The Consumer Financial Protection Bureau (CFPB) finalized a significant update to Regulation B of the Equal Credit Opportunity Act (ECOA) on Wednesday, April 22, 2026. The final rule eliminates the "effects test," also known as the disparate impact standard, which has been a cornerstone of fair lending enforcement for nearly 50 years. By removing this standard, the Bureau has narrowed the scope of regulatory scrutiny, focusing instead on intentional discrimination, or disparate treatment.
Under the new rule, which is scheduled to take effect on July 21, 2026, lenders can no longer be held liable under ECOA solely because their facially neutral policies result in statistically different outcomes for protected classes. The CFPB stated that the statute does not authorize disparate impact claims and that facially neutral criteria will only be actionable if they are found to be intentional proxies for prohibited characteristics.

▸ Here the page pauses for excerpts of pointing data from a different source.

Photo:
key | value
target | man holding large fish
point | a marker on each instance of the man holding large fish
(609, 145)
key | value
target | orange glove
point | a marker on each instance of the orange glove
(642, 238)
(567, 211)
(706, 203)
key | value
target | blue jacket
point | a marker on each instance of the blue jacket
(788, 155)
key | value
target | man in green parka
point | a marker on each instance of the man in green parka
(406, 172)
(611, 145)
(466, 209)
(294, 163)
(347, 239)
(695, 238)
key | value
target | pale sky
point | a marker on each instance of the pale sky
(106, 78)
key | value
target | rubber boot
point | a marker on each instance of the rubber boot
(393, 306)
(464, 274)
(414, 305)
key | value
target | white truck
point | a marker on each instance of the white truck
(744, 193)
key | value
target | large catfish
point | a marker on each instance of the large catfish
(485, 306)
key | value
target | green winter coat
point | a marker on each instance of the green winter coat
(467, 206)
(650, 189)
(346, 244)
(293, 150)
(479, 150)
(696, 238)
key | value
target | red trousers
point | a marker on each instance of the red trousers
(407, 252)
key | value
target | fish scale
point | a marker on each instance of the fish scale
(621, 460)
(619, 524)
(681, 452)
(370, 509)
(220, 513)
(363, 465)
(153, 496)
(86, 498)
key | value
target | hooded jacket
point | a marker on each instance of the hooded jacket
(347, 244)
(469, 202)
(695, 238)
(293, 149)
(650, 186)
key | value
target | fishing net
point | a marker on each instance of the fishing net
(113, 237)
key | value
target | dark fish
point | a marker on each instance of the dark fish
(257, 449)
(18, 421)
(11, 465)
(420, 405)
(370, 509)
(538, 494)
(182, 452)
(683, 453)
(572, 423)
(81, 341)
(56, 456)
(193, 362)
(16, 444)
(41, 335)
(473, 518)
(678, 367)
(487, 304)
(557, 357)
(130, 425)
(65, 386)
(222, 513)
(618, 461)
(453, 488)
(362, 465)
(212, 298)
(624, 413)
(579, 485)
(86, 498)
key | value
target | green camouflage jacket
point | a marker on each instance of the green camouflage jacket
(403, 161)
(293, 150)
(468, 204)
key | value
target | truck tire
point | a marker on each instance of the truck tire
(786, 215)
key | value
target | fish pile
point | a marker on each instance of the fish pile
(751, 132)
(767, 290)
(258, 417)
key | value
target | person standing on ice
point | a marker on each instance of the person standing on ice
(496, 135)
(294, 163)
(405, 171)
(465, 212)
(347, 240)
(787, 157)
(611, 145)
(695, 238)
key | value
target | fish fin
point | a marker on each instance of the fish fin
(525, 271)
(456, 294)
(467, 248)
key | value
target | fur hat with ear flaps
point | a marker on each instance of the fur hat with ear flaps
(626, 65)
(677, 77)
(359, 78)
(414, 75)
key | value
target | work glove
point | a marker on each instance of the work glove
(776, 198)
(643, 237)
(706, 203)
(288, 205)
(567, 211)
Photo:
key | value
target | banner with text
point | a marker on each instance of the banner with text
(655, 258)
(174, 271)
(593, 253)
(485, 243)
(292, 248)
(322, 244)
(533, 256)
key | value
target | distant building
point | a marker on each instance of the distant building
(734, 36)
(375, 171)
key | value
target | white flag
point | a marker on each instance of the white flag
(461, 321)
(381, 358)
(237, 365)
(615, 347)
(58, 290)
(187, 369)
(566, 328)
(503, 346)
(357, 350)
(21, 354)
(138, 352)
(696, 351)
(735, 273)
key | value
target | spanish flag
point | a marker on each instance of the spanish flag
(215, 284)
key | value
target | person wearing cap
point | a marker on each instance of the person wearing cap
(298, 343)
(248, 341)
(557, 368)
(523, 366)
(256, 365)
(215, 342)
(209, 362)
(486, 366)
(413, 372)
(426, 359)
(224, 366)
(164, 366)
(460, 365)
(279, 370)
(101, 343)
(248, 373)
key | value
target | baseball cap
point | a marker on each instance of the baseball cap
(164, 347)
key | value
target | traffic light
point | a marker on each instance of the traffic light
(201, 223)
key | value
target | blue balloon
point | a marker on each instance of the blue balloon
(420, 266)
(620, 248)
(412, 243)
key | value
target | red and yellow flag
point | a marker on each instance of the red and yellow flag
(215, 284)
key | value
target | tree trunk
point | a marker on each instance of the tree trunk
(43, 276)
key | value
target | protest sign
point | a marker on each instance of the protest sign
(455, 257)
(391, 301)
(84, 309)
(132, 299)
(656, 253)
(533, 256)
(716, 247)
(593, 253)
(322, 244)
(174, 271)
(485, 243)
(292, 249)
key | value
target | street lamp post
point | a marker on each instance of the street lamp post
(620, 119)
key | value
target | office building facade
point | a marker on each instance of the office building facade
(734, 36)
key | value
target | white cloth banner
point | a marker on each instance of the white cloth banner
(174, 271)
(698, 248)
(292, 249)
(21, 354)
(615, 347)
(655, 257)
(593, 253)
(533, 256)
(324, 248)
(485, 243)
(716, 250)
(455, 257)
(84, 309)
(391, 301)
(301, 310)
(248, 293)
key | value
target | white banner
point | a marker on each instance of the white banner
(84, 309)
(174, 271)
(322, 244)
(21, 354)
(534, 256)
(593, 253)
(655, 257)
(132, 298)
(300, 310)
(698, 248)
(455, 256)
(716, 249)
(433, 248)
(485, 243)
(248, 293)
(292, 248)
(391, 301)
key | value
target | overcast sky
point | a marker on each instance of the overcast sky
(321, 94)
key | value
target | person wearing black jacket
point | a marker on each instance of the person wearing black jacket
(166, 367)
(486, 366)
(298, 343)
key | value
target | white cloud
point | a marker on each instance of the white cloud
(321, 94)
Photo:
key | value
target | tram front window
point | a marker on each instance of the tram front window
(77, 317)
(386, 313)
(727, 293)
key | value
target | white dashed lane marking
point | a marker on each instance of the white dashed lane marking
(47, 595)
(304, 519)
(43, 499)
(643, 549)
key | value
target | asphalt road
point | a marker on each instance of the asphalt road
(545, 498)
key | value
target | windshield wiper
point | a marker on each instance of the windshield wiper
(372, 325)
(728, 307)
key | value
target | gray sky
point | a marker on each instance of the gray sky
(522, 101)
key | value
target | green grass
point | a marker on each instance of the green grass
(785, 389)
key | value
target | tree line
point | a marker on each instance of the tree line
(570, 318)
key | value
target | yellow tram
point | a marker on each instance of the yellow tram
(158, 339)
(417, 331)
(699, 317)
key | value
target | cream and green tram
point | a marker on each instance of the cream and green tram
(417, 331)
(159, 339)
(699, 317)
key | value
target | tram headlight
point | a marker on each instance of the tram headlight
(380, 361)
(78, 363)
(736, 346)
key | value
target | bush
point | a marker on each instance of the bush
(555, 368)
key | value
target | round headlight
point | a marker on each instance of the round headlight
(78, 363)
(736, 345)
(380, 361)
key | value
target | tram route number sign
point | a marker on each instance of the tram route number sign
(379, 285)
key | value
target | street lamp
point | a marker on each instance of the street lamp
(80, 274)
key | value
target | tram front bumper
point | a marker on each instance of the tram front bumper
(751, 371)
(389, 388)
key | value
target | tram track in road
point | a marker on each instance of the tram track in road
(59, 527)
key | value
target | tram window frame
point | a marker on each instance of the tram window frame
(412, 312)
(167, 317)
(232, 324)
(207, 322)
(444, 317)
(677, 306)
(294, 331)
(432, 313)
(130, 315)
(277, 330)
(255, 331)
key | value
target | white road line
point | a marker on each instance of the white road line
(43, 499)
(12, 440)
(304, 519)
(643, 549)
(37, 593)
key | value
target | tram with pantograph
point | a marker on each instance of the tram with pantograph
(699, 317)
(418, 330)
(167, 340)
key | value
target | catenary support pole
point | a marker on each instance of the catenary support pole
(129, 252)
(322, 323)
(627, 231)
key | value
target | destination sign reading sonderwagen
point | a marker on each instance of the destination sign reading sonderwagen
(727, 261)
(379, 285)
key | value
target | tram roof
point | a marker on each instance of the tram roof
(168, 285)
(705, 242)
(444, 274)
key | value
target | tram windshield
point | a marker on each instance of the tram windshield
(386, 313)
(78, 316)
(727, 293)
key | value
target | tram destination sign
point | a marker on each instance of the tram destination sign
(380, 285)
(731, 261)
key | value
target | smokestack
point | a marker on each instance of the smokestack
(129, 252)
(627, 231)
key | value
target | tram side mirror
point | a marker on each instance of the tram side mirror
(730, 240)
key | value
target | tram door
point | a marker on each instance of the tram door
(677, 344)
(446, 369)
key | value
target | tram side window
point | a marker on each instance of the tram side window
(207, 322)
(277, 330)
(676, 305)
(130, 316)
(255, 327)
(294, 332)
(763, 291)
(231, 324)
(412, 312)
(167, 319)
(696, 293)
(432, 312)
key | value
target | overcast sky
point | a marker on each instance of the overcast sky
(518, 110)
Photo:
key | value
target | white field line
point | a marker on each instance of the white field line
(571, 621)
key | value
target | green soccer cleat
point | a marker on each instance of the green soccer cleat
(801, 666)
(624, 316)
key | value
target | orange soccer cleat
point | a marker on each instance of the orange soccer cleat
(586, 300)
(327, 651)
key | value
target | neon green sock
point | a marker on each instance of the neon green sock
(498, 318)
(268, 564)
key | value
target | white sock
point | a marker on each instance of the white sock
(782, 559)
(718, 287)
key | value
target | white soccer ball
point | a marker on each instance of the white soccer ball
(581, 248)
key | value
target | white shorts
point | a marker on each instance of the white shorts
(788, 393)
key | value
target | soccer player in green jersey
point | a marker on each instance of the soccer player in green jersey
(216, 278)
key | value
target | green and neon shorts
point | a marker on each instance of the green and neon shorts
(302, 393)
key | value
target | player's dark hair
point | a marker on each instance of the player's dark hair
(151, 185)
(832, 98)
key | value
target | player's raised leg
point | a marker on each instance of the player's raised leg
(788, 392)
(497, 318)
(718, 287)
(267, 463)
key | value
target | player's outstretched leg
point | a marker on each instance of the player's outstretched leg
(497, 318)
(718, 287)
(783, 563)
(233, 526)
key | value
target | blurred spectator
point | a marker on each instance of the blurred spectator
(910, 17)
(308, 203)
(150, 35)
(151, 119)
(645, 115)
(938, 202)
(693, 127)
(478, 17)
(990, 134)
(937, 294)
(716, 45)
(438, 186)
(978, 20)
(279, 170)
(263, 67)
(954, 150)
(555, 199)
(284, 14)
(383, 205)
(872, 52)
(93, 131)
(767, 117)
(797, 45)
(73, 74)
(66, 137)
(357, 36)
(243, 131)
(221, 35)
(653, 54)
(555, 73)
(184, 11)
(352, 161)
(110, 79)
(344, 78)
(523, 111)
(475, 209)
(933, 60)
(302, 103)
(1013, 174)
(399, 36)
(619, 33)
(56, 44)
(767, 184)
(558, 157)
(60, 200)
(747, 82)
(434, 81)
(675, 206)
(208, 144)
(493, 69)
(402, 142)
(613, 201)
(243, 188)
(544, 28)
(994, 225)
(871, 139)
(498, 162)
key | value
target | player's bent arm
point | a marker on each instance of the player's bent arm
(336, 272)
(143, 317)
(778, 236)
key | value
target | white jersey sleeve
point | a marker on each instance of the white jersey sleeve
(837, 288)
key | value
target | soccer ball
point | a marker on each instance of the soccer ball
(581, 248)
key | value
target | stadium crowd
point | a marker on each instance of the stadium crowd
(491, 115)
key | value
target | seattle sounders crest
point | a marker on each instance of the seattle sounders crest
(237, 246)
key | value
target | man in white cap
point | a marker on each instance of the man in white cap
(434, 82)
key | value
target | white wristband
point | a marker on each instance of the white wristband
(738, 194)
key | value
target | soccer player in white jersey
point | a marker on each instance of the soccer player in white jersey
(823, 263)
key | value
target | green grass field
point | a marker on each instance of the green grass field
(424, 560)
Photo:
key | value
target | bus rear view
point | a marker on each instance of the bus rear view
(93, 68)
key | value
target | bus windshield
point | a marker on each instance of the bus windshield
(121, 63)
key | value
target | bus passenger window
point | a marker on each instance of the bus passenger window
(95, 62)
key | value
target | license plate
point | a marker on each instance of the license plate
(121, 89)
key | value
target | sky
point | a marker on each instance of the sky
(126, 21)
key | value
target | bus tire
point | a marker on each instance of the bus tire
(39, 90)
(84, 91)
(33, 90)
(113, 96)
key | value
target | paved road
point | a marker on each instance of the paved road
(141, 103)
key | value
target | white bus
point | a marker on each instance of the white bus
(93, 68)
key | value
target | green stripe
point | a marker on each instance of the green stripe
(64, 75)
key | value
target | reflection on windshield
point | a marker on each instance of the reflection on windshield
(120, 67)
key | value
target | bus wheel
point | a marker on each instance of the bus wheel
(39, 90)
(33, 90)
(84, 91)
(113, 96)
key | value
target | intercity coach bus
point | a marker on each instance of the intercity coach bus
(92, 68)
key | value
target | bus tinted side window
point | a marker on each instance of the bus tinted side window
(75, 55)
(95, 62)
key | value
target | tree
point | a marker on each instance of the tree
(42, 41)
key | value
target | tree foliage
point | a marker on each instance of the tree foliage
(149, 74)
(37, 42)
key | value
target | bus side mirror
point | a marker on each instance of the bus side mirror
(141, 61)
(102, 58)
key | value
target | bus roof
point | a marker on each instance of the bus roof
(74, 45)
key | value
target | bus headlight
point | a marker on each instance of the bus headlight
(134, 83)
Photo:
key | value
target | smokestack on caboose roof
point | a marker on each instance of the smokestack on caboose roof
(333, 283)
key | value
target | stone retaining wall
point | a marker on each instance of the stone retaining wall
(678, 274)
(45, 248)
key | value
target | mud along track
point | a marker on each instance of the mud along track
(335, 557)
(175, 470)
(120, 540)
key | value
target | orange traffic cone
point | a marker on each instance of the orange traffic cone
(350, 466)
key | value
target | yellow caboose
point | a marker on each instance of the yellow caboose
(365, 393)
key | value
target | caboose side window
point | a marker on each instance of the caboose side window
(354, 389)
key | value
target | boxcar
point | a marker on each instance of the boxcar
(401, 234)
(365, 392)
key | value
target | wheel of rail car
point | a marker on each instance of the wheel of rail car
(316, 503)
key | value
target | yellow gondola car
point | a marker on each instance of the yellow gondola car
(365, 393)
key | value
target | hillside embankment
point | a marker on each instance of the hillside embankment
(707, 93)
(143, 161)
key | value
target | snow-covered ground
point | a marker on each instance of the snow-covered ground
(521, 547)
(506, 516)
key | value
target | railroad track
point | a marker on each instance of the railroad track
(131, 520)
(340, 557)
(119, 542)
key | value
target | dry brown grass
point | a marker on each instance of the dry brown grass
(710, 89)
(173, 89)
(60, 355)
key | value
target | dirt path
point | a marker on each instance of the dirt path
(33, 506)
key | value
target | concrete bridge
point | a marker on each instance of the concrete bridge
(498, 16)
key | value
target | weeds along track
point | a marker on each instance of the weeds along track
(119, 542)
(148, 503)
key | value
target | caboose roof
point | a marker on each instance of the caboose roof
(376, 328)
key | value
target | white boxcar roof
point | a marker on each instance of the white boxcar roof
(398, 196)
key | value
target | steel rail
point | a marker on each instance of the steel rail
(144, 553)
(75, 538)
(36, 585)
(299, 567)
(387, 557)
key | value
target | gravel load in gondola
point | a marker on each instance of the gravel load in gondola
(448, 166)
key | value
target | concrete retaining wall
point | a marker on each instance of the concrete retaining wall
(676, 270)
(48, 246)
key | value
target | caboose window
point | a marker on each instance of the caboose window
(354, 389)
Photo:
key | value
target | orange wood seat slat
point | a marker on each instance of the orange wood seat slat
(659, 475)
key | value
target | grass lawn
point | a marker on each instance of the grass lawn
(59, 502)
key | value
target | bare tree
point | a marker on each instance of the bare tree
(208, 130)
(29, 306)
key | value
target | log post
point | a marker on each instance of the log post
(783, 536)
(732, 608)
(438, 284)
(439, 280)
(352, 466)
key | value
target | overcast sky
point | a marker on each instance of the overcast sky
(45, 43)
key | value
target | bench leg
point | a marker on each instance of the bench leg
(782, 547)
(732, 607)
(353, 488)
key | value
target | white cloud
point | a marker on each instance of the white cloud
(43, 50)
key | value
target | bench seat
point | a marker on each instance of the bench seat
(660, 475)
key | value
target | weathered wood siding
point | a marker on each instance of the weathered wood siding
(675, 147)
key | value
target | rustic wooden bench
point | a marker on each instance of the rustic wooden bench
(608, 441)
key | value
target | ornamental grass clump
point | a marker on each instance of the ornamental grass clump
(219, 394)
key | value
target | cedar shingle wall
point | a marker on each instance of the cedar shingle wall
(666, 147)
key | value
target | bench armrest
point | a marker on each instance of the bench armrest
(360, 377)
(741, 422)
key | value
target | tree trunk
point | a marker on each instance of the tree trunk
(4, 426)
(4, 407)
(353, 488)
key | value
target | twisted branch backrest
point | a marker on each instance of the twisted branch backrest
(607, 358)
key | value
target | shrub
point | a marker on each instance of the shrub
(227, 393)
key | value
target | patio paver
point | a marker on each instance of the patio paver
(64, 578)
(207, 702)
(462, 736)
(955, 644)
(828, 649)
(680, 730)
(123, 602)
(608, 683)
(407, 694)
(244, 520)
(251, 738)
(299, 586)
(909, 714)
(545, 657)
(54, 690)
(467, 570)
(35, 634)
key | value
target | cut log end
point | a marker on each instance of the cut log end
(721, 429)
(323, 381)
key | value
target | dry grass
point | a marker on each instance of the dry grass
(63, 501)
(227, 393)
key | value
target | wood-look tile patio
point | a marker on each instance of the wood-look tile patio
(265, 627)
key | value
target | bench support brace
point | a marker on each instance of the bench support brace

The Bureau cited the Supreme Court’s decision in Loper Bright Enterprises v. Raimondo, which overruled the Chevron doctrine, as a primary legal justification for its revised interpretation of the Act.
Acting CFPB Director Russell Vought described the move as a necessary step to align the Bureau’s enforcement with the literal text of the law. Vought stated that the previous application of the effects test encouraged the intentional use of balancing to eliminate disparate outcomes, which he argued raised constitutional concerns under the Equal Protection Clause. The Bureau’s final rule follows a proposal issued in November 2025 that received approximately 64,500 public comments from industry stakeholders, consumer advocates, and government officials.
In addition to the removal of disparate impact, the rule narrows the definition of "discouragement." Previously, lenders could be penalized for practices that created negative consumer impressions that might deter applicants. The updated Regulation B limits violations to oral or written statements that demonstrate an intent to discriminate. It also clarifies that encouraging statements directed at one specific group do not constitute discouragement toward other groups who were not the intended recipients of the marketing.
The rule also introduces new restrictions for Special Purpose Credit Programs (SPCPs) operated by for-profit organizations. These programs, often designed to expand credit access to underserved communities, will now be prohibited from using race, sex, or national origin as eligibility criteria. For-profit lenders must now provide a written plan demonstrating that the targeted group would not receive credit under the organization's standard underwriting practices and that the program is necessary to provide the type or amount of credit sought.
Industry groups, including America’s Credit Unions and the American Bankers Association, expressed support for the changes, arguing that the removal of the effects test reduces compliance uncertainty and litigation risk. However, consumer advocacy groups, such as the National Community Reinvestment Coalition (NCRC), criticized the decision. NCRC President Jesse Van Tol called the rule a setback for fair lending, warning that it would make it harder to challenge systemic exclusion in the financial sector. Legal experts expect the rule to face immediate challenges in federal court before its July implementation date.